When the stopwatch begins, he grabs the first dog and shoves it into his mouth, then the next one, and the next. His jaws churn relentlessly as each frank is dispatched, one after another, helped along with frequent dunks of water. An observer cannot help but be transfixed at the sight, unable to find the right words. It’s like watching an exhibition of pure athletic grace, but with a definite sense of revulsion.
“Wet bread is disgusting,” Martin had admitted before this exhibition began. Yet a certain amount of lubricant is needed to eat buns quickly. “And so, at most competitions, people will have their own secret goo. I have used chicken stock before.”
Martin, a respectable teacher of math at Carrollton High School, is a competitive eater. That means he eats things — large amounts of things — in competition with other eaters. To be precise, however, Martin is currently a competitive eater with an inactive status, having been recently de-listed as a ranked eater by the International Federation of Competitive Eating. Yes, that’s a thing.
“I was ranked for years toward the bottom,” he said. “They had their top people, and then at Thanksgiving, they let some of the more talented and better-looking people move in the mix.”
The IFOCE sponsors events like the Nathan’s Hot Dog Contest each year at Coney Island, as well as other feats of gastronomic bravado, including the Krystal Square Off World Hamburger Eating Challenge, and the National Buffalo Wing Festival.
Those who are into the full-time professional eating circuit do so with considerable gusto, stretching their stomachs before competition by drinking large amounts of water. Martin says the worse thing a competitive eater can do is “refund” what they’ve eaten — an event which has another euphemism: “a reversal of fortune.”
Martin says his “all-time fun” record is eating 32 Krystal hamburgers in 8 minutes, which seems impressive — until you learn the world record holder inhaled 39 Krystals in two minutes. In fact, in the subculture of semi-pro eating, Martin is a real lightweight, dwarfed by such luminaries as the 100-pound Sonya Thomas, who ingested an incredible 68 Nathan’s hot dogs (with buns) in 10 minutes. In the circle of human food processors, she is known as “The Black Widow.”

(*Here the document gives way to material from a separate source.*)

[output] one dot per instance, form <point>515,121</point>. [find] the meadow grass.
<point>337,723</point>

At the 4-minute, 30.2-second mark, the last soggy crumb has been packed into Martin’s cheeks and the exhibition is over. Martin has consumed 2,160 calories and 116 grams of fat in less than five minutes; he has calculated it carefully.
The health impact of his hobby is not lost on Martin. In fact, it is sort of a contradiction, considering the fact he weighed 320 pounds most of his life and now strives for a much healthier lifestyle.

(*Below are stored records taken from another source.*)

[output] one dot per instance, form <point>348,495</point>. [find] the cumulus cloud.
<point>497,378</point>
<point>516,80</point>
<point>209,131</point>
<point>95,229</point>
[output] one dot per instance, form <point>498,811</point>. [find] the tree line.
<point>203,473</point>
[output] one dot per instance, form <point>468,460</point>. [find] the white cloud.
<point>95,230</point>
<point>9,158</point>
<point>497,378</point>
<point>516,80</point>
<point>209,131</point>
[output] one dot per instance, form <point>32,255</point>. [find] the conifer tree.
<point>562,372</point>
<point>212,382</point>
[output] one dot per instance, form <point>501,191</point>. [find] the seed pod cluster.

“I have always been just obsessed with food,” he said. “I was a big-time eater, always.”
He said when he and his wife, Dee, moved to Carrollton from Heard County, he made the determination to lose weight for the sake of his growing family. After taking the post at Carrollton High, Martin became involved with “subculture of runners and fitness people” he found here.

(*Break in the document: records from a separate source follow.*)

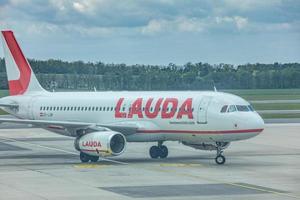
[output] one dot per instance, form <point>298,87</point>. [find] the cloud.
<point>240,22</point>
<point>161,24</point>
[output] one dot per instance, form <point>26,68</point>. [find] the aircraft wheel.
<point>84,157</point>
<point>154,152</point>
<point>94,158</point>
<point>163,151</point>
<point>220,159</point>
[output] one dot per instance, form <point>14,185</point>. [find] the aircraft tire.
<point>220,159</point>
<point>154,152</point>
<point>94,158</point>
<point>163,151</point>
<point>84,157</point>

Nowadays, he says, he likes to find opportunities in which he can combine competitive eating with running — and there are such events available, such as the Krispy Kreme Challenge.
Martin was introduced to competitive eating during a running event near Cumberland Mall, when he entered a qualifying event for the Krystal Square Off. He just missed the moving on to the next level, so he decided to try again the next year at an event in Chattanooga, this time in the guise of his alter-ego, Pi Guy.
That’s Pi as in the mathematical constant, not pie as in yum. Martin, “being the ridiculous math teacher that I am,” costumes himself as Pi Guy every “Pi Day” — March 14 (3.14) — for the amusement of his students and to promote math studies, which, as it turns out, is what he is really interested in.
Martin grew up in the Austell area and came to Carrollton to go to college and immediately “fell in love” with the place. He taught school at Heard County, but determined at an early stage that “there was no way I was leaving Carrollton.”
Now he teaches pre-calculus and trigonometry at Carrollton High, but his main focus is Advanced Placement Statistics, a course designed to introduce juniors and seniors to college-level statistics courses.
In fact, for all the frivolity surrounding “Pi Guy” and competitive eating, Martin is pretty serious about teaching and being an inspiration to his students. He was Carrollton High School Teacher of the Year in 2012, the second time he has been so honored.
Even though he has be de-listed from the rankings of the top eaters in the country, Martin, ever the statistician, has a ready answer for whether he has lost his stomach for the sport:
“I would say with 99 percent confidence that I will continue competitive eating.”